Friday, 16 April 2010
Brighton Benefit Cuts & UNISON Picket anti-Union Firm
Peninsula Business Services and 'How to Dismiss Troublemakers'
Early this morning about 20 protestors, from UNISON and Brighton Benefit Cuts, picketed a seminar held by a nasty little firm, Peninsula Business Services. I had received an invite, in my capacity of Director of Brighton Unemployed Centre, inviting me to the seminar. ‘How to Dismiss Troublemakers’ ‘Say no to holiday requests’ ‘Manage under-performing staff’ ‘Avoid (i.e. get round) anti-discrimination laws’ ‘Being threatened with discrimination’ (most people find discrimination threatening!) etc. Twice the de Vere Grand Hotel was invaded by the protestors and this included the seminar room itself! As the lecturer said, this kind of thing has never happened before!
I should explain that in my spare time between campaigns and helping run Brighton & Hove Unemployed Workers Centre, my main field of work is in employment law. It primarily involves representing workers in Employment Tribunals and occasionally in the Employment Appeal Tribunal (the equivalent of the High Court). For those who are interested, my biggest case is Lucas v Chichester Diocesan Housing Association, a Whistleblowing case, which is listed by the charity Public Concern at Law as one of the 30 most important cases decided on Whistleblowing.
It is in this capacity that I have some experience of PBS. PBS represent small businesses, the type that can’t afford to pay solicitors. They are the natural home of lousy pay and bad conditions. They constitute a cross-section of the base of the Tory Party (& increasingly New Labour!). They are Disgusted of Tunbridge Wells and their newspaper is the Daily ‘Hate’ Mail, with the more educated of them graduating to the Daily Telegraph.
I have to confess that I quite like PBS, if only for the fact that their malevolence is outweighed by their incompetence. The 2 cases in which I have won most money for clients both involved PBS. In the first the firm involved didn’t have representation at employment tribunal and PBS submitted an appeal to the EAT. They needn’t have bothered since Judge Peter Clarke refused to let it past the sift stage. In the second, a case of constructive dismissal, they managed to snatch defeat out of the jaws of victory. Instead of arguing that the dismissal, despite being a fundamental breach of contract, was nonetheless fair, they concentrated on mitigation of loss, despite the burden of proof being on them.

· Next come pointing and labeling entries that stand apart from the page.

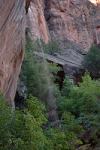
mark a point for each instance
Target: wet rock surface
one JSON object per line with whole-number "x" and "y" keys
{"x": 12, "y": 40}
{"x": 76, "y": 23}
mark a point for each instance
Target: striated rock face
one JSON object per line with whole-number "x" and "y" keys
{"x": 75, "y": 22}
{"x": 36, "y": 20}
{"x": 12, "y": 39}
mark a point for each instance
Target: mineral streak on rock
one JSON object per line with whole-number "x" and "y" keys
{"x": 12, "y": 40}
{"x": 75, "y": 22}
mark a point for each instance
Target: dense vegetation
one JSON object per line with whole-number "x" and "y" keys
{"x": 78, "y": 108}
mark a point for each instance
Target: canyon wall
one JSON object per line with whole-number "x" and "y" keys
{"x": 75, "y": 22}
{"x": 12, "y": 41}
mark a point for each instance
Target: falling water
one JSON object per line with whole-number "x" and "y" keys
{"x": 50, "y": 97}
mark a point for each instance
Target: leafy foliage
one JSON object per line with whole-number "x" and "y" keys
{"x": 21, "y": 130}
{"x": 83, "y": 102}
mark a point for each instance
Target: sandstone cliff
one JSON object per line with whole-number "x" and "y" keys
{"x": 12, "y": 40}
{"x": 75, "y": 22}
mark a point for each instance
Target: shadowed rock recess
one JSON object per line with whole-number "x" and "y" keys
{"x": 12, "y": 41}
{"x": 75, "y": 22}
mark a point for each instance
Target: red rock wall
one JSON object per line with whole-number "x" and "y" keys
{"x": 36, "y": 20}
{"x": 75, "y": 22}
{"x": 12, "y": 39}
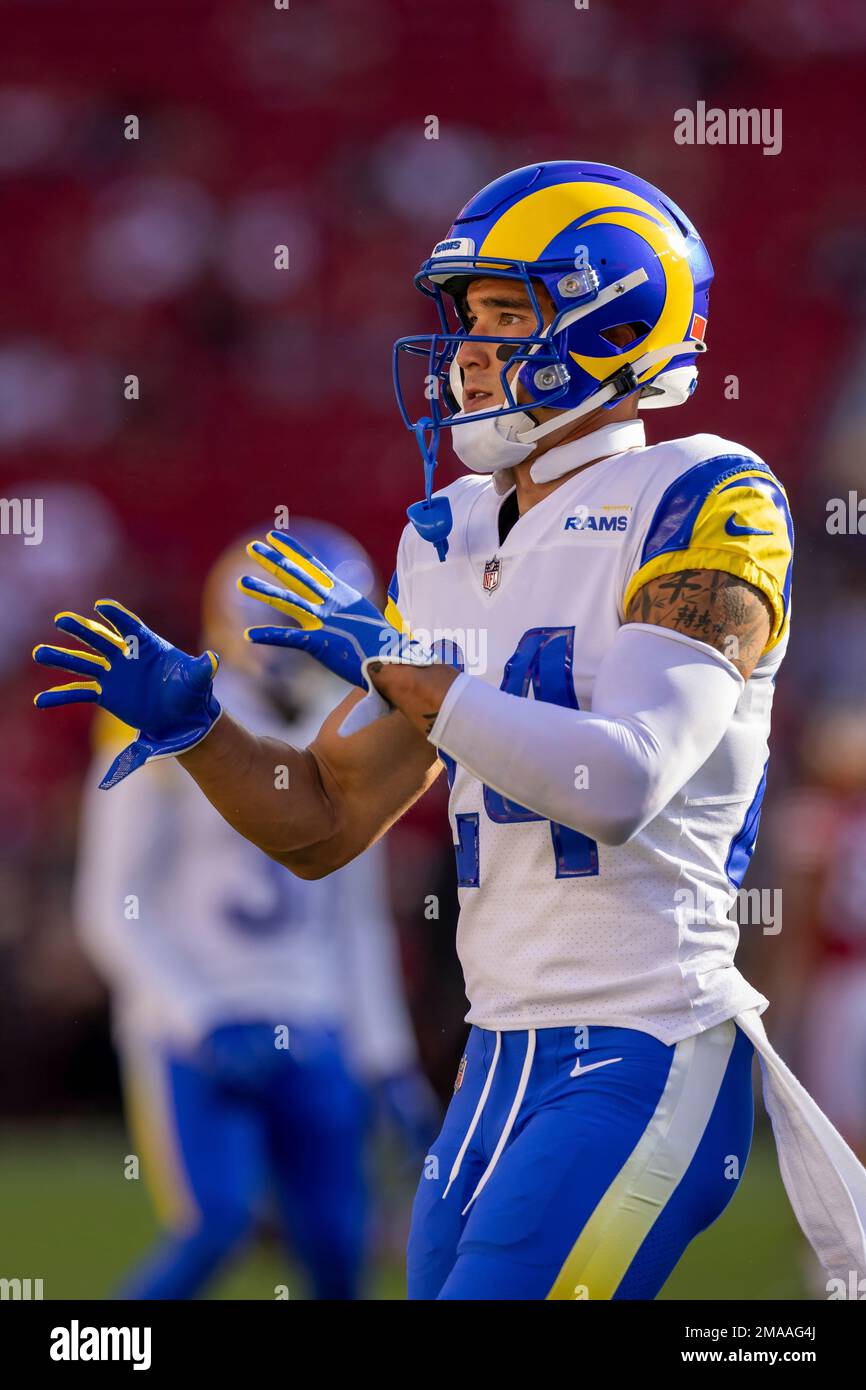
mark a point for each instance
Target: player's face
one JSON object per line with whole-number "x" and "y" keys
{"x": 501, "y": 309}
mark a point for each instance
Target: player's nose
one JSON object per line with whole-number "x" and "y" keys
{"x": 471, "y": 353}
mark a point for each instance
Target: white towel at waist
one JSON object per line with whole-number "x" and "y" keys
{"x": 824, "y": 1180}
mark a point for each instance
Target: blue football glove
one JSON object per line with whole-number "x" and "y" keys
{"x": 138, "y": 677}
{"x": 337, "y": 624}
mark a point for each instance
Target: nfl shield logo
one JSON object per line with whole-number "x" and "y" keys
{"x": 491, "y": 574}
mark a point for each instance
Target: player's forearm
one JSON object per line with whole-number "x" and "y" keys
{"x": 268, "y": 791}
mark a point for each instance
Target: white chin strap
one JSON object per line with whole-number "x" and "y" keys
{"x": 499, "y": 442}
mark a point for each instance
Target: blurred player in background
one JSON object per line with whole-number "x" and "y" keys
{"x": 259, "y": 1016}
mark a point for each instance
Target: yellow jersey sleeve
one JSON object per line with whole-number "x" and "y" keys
{"x": 726, "y": 514}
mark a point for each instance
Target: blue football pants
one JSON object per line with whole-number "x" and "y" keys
{"x": 580, "y": 1162}
{"x": 211, "y": 1144}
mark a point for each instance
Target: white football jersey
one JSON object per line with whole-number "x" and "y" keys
{"x": 192, "y": 926}
{"x": 556, "y": 929}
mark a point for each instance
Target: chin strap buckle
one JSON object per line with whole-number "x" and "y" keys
{"x": 431, "y": 517}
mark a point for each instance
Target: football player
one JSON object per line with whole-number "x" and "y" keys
{"x": 587, "y": 638}
{"x": 259, "y": 1018}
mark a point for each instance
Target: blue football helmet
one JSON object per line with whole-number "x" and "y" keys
{"x": 609, "y": 249}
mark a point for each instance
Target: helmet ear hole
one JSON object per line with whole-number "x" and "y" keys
{"x": 624, "y": 335}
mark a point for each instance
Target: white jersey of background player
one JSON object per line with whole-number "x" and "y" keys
{"x": 192, "y": 926}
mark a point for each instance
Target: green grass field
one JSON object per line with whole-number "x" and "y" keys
{"x": 70, "y": 1221}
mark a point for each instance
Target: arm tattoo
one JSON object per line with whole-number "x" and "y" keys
{"x": 715, "y": 608}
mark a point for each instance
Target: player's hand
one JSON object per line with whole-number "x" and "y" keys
{"x": 337, "y": 624}
{"x": 138, "y": 677}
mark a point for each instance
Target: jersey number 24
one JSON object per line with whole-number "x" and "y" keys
{"x": 542, "y": 660}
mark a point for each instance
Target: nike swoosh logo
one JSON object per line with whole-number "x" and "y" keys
{"x": 592, "y": 1066}
{"x": 730, "y": 526}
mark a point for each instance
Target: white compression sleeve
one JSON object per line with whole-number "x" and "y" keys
{"x": 660, "y": 705}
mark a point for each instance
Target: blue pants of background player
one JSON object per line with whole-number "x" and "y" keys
{"x": 580, "y": 1162}
{"x": 214, "y": 1127}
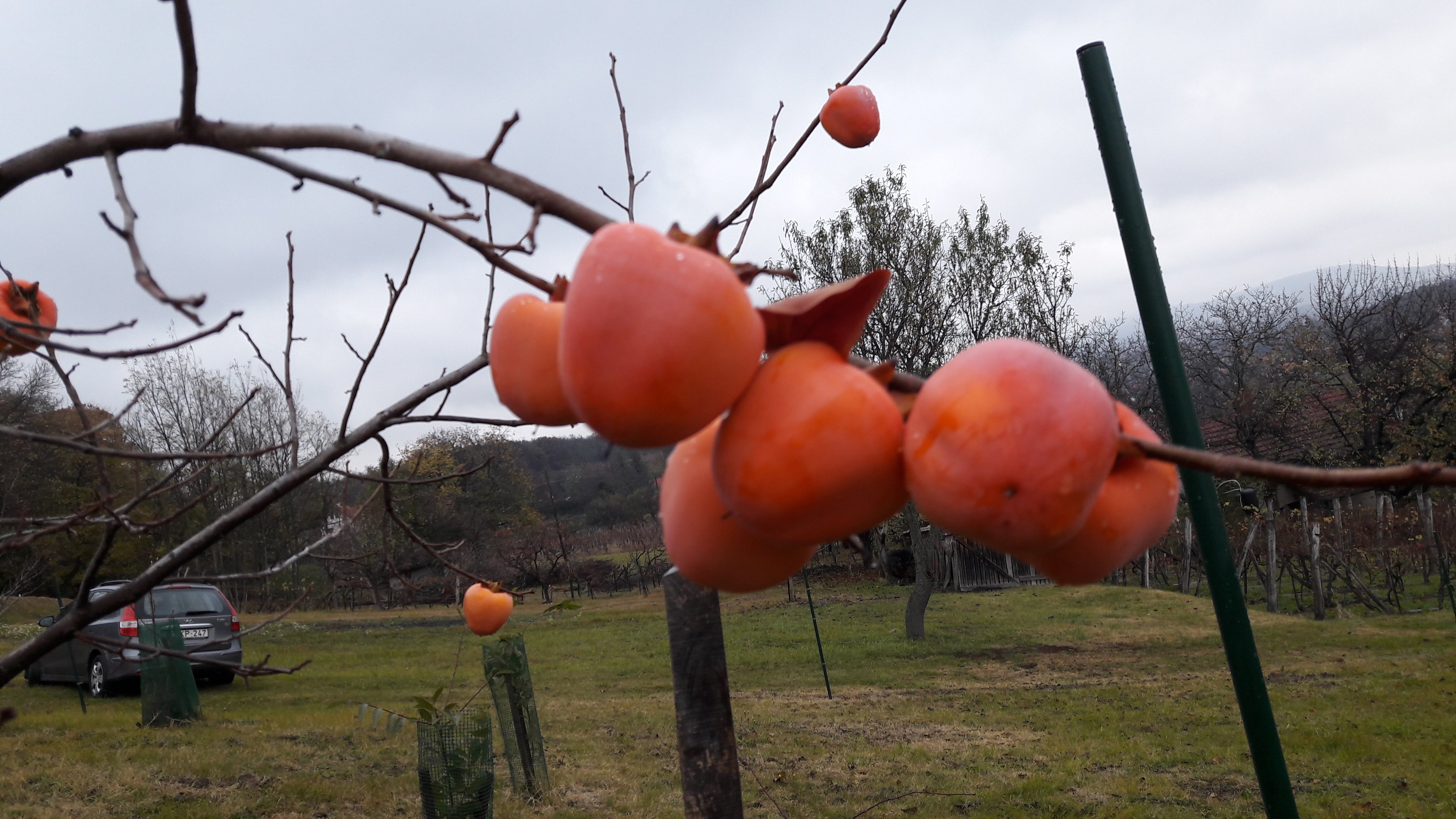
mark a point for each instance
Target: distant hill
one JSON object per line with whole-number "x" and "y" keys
{"x": 589, "y": 481}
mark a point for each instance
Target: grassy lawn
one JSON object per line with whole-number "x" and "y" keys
{"x": 1098, "y": 702}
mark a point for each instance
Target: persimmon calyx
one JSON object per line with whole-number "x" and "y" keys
{"x": 835, "y": 314}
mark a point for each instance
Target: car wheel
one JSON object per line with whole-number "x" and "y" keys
{"x": 97, "y": 682}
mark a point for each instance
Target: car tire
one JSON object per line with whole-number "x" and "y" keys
{"x": 98, "y": 684}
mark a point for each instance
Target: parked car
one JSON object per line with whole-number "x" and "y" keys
{"x": 209, "y": 626}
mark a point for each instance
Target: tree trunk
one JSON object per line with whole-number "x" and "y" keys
{"x": 1315, "y": 573}
{"x": 1272, "y": 572}
{"x": 921, "y": 594}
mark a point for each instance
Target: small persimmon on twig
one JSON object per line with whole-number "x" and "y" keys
{"x": 758, "y": 190}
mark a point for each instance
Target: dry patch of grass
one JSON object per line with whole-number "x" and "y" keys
{"x": 1101, "y": 702}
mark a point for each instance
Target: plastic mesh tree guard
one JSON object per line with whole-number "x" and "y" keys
{"x": 168, "y": 688}
{"x": 456, "y": 767}
{"x": 510, "y": 681}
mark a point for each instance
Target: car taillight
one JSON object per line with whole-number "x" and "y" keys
{"x": 129, "y": 621}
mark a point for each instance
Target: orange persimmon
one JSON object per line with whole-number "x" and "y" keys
{"x": 659, "y": 337}
{"x": 487, "y": 611}
{"x": 812, "y": 451}
{"x": 704, "y": 540}
{"x": 1132, "y": 512}
{"x": 1008, "y": 445}
{"x": 15, "y": 307}
{"x": 851, "y": 116}
{"x": 523, "y": 360}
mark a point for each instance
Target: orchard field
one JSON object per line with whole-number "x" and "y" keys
{"x": 1040, "y": 702}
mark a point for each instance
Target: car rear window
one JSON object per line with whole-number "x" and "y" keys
{"x": 181, "y": 602}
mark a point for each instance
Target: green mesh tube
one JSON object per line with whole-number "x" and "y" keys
{"x": 168, "y": 688}
{"x": 456, "y": 767}
{"x": 510, "y": 681}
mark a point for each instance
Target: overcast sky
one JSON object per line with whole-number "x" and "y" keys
{"x": 1270, "y": 138}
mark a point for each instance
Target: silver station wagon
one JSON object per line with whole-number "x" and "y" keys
{"x": 209, "y": 626}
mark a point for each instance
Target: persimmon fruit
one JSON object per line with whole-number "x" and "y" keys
{"x": 851, "y": 116}
{"x": 657, "y": 340}
{"x": 812, "y": 451}
{"x": 487, "y": 611}
{"x": 1132, "y": 512}
{"x": 705, "y": 541}
{"x": 525, "y": 360}
{"x": 15, "y": 307}
{"x": 1008, "y": 445}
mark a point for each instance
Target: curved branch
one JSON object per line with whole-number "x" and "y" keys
{"x": 139, "y": 352}
{"x": 88, "y": 611}
{"x": 1417, "y": 474}
{"x": 241, "y": 138}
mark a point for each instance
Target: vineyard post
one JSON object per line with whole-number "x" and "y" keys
{"x": 1173, "y": 384}
{"x": 707, "y": 747}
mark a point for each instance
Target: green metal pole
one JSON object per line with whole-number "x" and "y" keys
{"x": 814, "y": 617}
{"x": 1183, "y": 422}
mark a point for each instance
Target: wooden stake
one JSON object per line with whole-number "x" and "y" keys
{"x": 707, "y": 748}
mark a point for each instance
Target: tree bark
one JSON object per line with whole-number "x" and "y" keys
{"x": 707, "y": 748}
{"x": 1317, "y": 573}
{"x": 921, "y": 594}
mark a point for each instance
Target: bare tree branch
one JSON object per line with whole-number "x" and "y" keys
{"x": 88, "y": 611}
{"x": 453, "y": 196}
{"x": 1416, "y": 474}
{"x": 184, "y": 18}
{"x": 500, "y": 138}
{"x": 758, "y": 190}
{"x": 242, "y": 138}
{"x": 383, "y": 327}
{"x": 458, "y": 420}
{"x": 764, "y": 168}
{"x": 139, "y": 352}
{"x": 484, "y": 248}
{"x": 129, "y": 234}
{"x": 627, "y": 148}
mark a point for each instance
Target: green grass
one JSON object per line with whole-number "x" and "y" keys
{"x": 1098, "y": 702}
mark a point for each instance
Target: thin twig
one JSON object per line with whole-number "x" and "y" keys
{"x": 758, "y": 190}
{"x": 485, "y": 250}
{"x": 627, "y": 149}
{"x": 453, "y": 196}
{"x": 383, "y": 327}
{"x": 129, "y": 234}
{"x": 132, "y": 454}
{"x": 500, "y": 138}
{"x": 139, "y": 352}
{"x": 764, "y": 168}
{"x": 458, "y": 420}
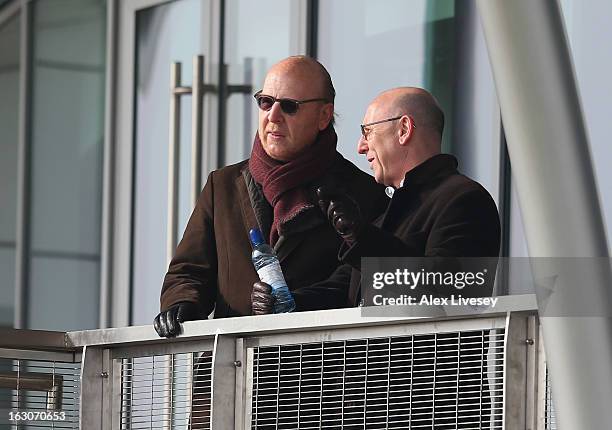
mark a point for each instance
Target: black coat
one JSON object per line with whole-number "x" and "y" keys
{"x": 437, "y": 212}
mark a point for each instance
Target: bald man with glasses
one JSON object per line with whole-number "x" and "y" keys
{"x": 294, "y": 152}
{"x": 433, "y": 210}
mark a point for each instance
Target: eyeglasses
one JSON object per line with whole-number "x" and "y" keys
{"x": 289, "y": 106}
{"x": 364, "y": 127}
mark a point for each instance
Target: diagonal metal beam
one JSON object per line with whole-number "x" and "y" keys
{"x": 552, "y": 166}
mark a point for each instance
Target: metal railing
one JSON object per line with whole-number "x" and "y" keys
{"x": 325, "y": 369}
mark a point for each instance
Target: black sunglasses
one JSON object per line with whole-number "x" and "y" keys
{"x": 289, "y": 106}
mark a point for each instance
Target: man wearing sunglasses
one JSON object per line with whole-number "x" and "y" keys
{"x": 294, "y": 152}
{"x": 433, "y": 211}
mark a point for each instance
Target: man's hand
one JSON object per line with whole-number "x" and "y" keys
{"x": 168, "y": 322}
{"x": 342, "y": 212}
{"x": 262, "y": 301}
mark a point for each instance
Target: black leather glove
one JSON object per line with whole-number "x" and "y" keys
{"x": 168, "y": 322}
{"x": 342, "y": 212}
{"x": 262, "y": 300}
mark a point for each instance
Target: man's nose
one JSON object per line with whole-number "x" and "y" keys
{"x": 362, "y": 145}
{"x": 275, "y": 114}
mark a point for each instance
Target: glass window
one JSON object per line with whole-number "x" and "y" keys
{"x": 67, "y": 133}
{"x": 165, "y": 34}
{"x": 9, "y": 120}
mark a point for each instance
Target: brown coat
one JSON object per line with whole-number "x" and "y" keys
{"x": 212, "y": 264}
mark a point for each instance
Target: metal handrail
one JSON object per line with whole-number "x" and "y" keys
{"x": 109, "y": 357}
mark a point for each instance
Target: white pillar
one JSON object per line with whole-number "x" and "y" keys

Peninsula are the biggest employment consultancy agency in Britain, boasting of nearly 30,000 customers. PBS have a simple modus operandi. It is to put the frighteners on their captive audience. Everything is a threat, especially Europe with its anti-discrimination legislation! If an employer speaks out of place s/he is likely to be sued. Discrimination claims are the new French Terror – instead of the guillotine, the petit-bourgeois face crippling damages from every lesbian with a chip on her shoulder. And woe betide if you make a careless remark to someone Black!
Employment is therefore a minefield, with predatory unions, troublemakers and shirkers. Our lecturer was one Peter Titchener, who describes himself as a ‘marketing consultant’. Whilst I concede that his presentation was slick, his grasp on the law seemed somewhat tenuous. Two things seemed to irk him. One the recent decision of the European Court of Justice Pereda v Madrid Movilidad SA that workers who fall sick during their holidays can reschedule their holidays. It was yet another case of European madness. Something his audience of course warmed to. And then the idea that an employer could be held liable under what is known as vicarious liability for an act of discrimination, in fact racial harassment, by a third party such as a client or customer. Before the House of Lords overruled it, what was known as the Bernard Manning case, Burton and anor v De Vere Hotels Ltd 1997 ICR 1, [it’s quite coincidental that the seminar was also held in a De Vere Hotel!] where Black waitresses were abused by the audience, ruled that in certain circumstances employers would be liable for racism experienced by staff where it was within their powers to prevent such or they should have known of the likelihood of such discrimination. This has now been reinserted via European legislation and the new Equalities Act.
The invitation letter I received is almost a caricature of the stereotypical Daily Mail reader’s phobias – troublemakers, sickies, holidays, pregnant employees. I asked just one question, which was, in view of the never ending litany of employment tribunal horror stories (backed up by slides of the Daily Mail or Telegraph!) appropriate. How many cases at tribunals are won by the employer? Simple you might think, as the Tribunal Service issues annual statistics on such things. After a little hesitation Titchener came back with ‘the overwhelming majority’ In fact less than half of unfair dismissal cases are won. In constructive dismissal (where the employee resigns because of the employer’s behaviour) it is one-third. In discrimination cases, always the bugbear of bigots, it is less than 20%. But why let facts get in way of a few profitable horror stories? After all, any mug who believes the Daily Mail’s daily diet of fear ridden drivel is equally likely to be frightened into parting with their hard-earned, over-taxed cash!